1. Der Schlüssel steckt im Link
Wenn du eine Liste teilbar machst, erzeugt dein Gerät einen geheimen Schlüssel. Der wandert nicht auf unseren Server, sondern in den Einladungslink, hinter das #:
nimmit.app/j#liste.geheimer-schlüssel
Das ist kein Trick, sondern eine Eigenschaft des Webs: Alles hinter dem # (das „Fragment“) wird vom Browser und von der App nie an einen Server gesendet. Nur wer den Link bekommt, hat den Schlüssel.
2. Der Server sieht nur Datensalat
Artikel, Listenname und Spitznamen werden auf deinem Gerät verschlüsselt (XChaCha20-Poly1305, derselbe Stand der Technik wie bei Messengern) und erst dann hochgeladen. Auf dem Server liegt ausschließlich Chiffretext.
Heißt konkret: Wir könnten deine Liste nicht lesen, selbst wenn wir wollten oder müssten. Es gibt nichts Lesbares herauszugeben.
3. Wer den Link hat, ist dabei
Es gibt kein Freunde-System und keine Accounts. Der Link ist die Einladung: antippen, beitreten, fertig. Das macht Teilen herrlich einfach, bedeutet aber auch:
- Wer den Link bekommt, kann die Liste lesen und bearbeiten.

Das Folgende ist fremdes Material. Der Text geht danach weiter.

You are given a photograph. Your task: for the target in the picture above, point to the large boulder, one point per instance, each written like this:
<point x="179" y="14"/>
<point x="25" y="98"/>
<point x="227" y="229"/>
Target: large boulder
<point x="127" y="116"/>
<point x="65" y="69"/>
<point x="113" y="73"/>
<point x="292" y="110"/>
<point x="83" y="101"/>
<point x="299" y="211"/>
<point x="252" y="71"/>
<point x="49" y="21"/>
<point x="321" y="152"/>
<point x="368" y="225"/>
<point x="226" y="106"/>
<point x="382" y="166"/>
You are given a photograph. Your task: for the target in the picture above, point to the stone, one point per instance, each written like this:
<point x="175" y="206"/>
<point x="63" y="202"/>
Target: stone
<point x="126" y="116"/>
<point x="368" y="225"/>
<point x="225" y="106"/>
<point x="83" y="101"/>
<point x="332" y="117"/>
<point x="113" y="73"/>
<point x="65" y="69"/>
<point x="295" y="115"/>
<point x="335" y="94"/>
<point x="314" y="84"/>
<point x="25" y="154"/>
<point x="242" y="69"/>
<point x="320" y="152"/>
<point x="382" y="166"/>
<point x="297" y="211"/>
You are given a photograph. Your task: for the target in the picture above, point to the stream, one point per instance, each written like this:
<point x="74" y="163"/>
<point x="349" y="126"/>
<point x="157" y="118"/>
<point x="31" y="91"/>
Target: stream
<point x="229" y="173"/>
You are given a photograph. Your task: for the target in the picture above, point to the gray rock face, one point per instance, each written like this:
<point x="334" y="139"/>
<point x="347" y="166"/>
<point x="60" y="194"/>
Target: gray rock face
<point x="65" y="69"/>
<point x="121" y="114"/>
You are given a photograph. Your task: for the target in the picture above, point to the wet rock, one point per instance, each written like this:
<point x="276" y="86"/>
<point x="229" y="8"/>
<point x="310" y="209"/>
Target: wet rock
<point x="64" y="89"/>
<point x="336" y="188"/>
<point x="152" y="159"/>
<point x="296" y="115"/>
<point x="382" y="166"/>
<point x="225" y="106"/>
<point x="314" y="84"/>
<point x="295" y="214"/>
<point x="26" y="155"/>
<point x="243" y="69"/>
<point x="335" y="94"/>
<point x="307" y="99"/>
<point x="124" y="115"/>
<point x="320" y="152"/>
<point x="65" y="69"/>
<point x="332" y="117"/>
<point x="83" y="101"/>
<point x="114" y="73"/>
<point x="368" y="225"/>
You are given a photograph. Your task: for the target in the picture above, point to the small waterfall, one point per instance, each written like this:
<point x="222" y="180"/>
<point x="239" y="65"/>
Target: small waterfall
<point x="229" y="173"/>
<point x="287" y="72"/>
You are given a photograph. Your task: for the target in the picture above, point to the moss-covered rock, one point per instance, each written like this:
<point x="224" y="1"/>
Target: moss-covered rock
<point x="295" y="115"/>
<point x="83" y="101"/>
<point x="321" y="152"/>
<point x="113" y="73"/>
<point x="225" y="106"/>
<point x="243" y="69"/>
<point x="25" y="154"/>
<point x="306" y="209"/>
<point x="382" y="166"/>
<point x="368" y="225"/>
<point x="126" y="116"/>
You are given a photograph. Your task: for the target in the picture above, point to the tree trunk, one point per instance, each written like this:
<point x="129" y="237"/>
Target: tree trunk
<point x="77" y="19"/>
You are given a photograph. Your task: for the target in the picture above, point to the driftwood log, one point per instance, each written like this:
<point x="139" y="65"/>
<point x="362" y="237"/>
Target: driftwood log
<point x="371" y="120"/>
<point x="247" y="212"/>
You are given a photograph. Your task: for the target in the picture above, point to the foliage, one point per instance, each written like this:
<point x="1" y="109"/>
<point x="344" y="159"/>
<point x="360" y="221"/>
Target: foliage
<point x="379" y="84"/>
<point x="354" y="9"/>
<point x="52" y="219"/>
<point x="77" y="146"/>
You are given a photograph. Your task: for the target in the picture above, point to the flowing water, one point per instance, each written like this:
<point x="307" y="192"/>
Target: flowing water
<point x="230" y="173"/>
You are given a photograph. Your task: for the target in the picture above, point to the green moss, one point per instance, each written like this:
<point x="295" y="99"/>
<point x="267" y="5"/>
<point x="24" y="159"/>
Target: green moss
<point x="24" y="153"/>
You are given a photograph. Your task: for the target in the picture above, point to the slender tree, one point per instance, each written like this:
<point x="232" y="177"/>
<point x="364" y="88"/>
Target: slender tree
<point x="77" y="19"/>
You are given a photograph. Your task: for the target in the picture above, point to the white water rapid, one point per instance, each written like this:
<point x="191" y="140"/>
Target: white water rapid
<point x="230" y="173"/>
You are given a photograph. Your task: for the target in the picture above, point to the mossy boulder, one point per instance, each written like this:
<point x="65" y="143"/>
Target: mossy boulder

- Behandle den Link wie einen Wohnungsschlüssel: nur an Leute geben, denen du vertraust.
Die ehrlichen Grenzen
Echte Ende-zu-Ende-Verschlüsselung hat einen Preis. Wir finden ihn fair, aber du sollst ihn kennen:
- Kein Schlüssel-Reset. Verlierst du deine Wiederherstellungs-Phrase und alle Geräte, sind Identität und geteilte Listen weg. Wir können sie nicht wiederherstellen. Genau das ist der Punkt von E2E.
- Metadaten bleiben sichtbar. Der Server sieht, dass sich Mitglieder einer Liste wann synchronisieren, aber nie, was drinsteht.
- Mitglieder entfernen (Schlüssel-Rotation) kommt später; bis dahin gilt: Link = dabei.
Merksatz: Deine Wiederherstellungs-Phrase ist das einzige Backup deiner Identität. Aufschreiben, sicher aufbewahren, niemandem zeigen.
Und nicht geteilte Listen?
Die bleiben einfach auf deinem Gerät und berühren nie einen Server. Lokal-first ist der Normalfall. Teilen ist die Ausnahme, die du pro Liste bewusst einschaltest.